- Church: Episcopal Church
- Diocese: Harrisburg
- Elected: May 25, 1943
- In office: 1943–1966
- Predecessor: Hunter Wyatt-Brown
- Successor: Dean T. Stevenson

Orders
- Ordination: December 1922 by James Henry Darlington
- Consecration: September 15, 1943 by Henry Tucker

Personal details
- Born: November 10, 1894 Lancaster, Pennsylvania, United States
- Died: November 8, 1979 (aged 84) Harrisburg, Pennsylvania, United States
- Buried: Eagles Mere Cemetery, Eagles Mere
- Denomination: Anglican
- Parents: Oliver Howard Heistand & Ethel Grant Ferrier
- Spouse: Alta Streit Hertzler
- Children: 4

= J. Thomas Heistand =

American bishop

John Thomas Heistand (November 10, 1894 – November 8, 1979) was bishop of the Episcopal Diocese of Central Pennsylvania (formerly Harrisburg), serving from 1943 to 1966.

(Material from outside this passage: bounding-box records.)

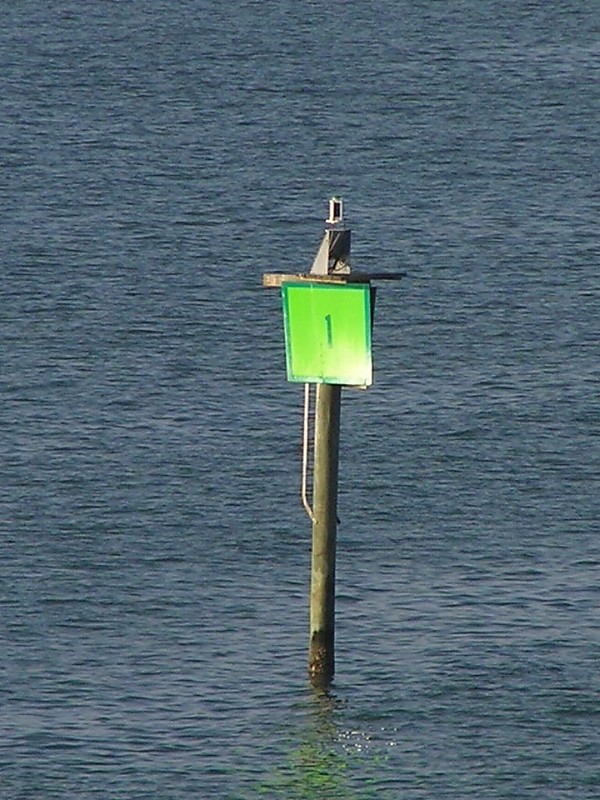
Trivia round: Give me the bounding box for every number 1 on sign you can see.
[325,314,333,347]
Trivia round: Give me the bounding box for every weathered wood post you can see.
[308,383,342,684]
[263,197,403,688]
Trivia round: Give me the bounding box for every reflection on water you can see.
[246,690,388,800]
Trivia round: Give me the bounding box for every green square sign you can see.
[281,282,373,386]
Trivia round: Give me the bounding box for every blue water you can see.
[0,0,600,800]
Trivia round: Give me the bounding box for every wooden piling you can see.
[308,383,342,687]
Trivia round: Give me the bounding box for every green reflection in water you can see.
[244,693,390,800]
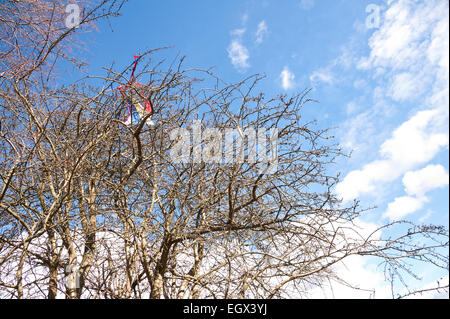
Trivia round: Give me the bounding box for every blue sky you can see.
[75,0,449,298]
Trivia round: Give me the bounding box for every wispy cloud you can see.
[309,69,333,84]
[227,39,250,72]
[280,66,295,90]
[336,1,449,205]
[256,20,268,44]
[383,165,448,220]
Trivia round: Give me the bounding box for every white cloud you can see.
[419,209,434,223]
[256,20,268,43]
[280,67,295,90]
[227,39,250,72]
[230,28,246,39]
[403,165,449,196]
[336,0,449,202]
[383,196,428,220]
[407,275,449,299]
[309,69,333,84]
[300,0,315,10]
[389,72,425,101]
[383,165,448,221]
[336,109,448,201]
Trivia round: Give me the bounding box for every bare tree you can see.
[0,0,448,298]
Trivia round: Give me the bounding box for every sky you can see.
[75,0,449,297]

==Early life and education==
Heistand was born on November 10, 1894, in Lancaster, Pennsylvania, the son of Oliver Howard Heistand and Ethel Grant Ferrier. He was baptized and confirmed in St John's Church in Lancaster. He also attended the public schools of Lancaster and later the Yeates Preparatory School where he studied business. During WWI he served as a private in the Canadian Army until the United States joined the war and he transferred to the US Army. After the war he finished his studies at Columbia University and commenced training for the ordained ministry at the General Theological Seminary.

==Priest==
In 1922, Heistand was ordained deacon and priest by Bishop James Henry Darlington of Harrisburg. He served as rector of Ascension Church in Kulpmont, Pennsylvania. Later he became chaplain at Bucknell University and then vicar of Christ Church in Milton, Pennsylvania. Later he served as rector of St Paul's Church in Bloomsburg, Pennsylvania. In May 1934 he was appointed Dean of St Stephen's Cathedral in Harrisburg, Pennsylvania.

==Bishop==
Heistand was elected Coadjutor Bishop of Harrisburg on May 25, 1943, during the 39th General Convention after the third ballot. He was consecrated on September 15, 1943, with Presiding Bishop Tucker as chief consecrator in St Stephen's Cathedral. He succeeded as diocesan bishop of Harrisburg on October 4, 1943, upon the resignation of Bishop Wyatt-Brown. His episcopacy is remembered for his work in raising clergy salaries and living conditions while encouraging congregations to meet their financial responsibilities. He was also influential in creating four new congregations while five other acquired the right to have a full-time priest. Heistand retired in 1966. He died on November 8, 1979, in Harrisburg, Pennsylvania after a long illness.

==Family==
Heistand married Alta Hertzler and together had four children, two of whom were ordained and one, Joseph T. Heistand, became Bishop of Arizona.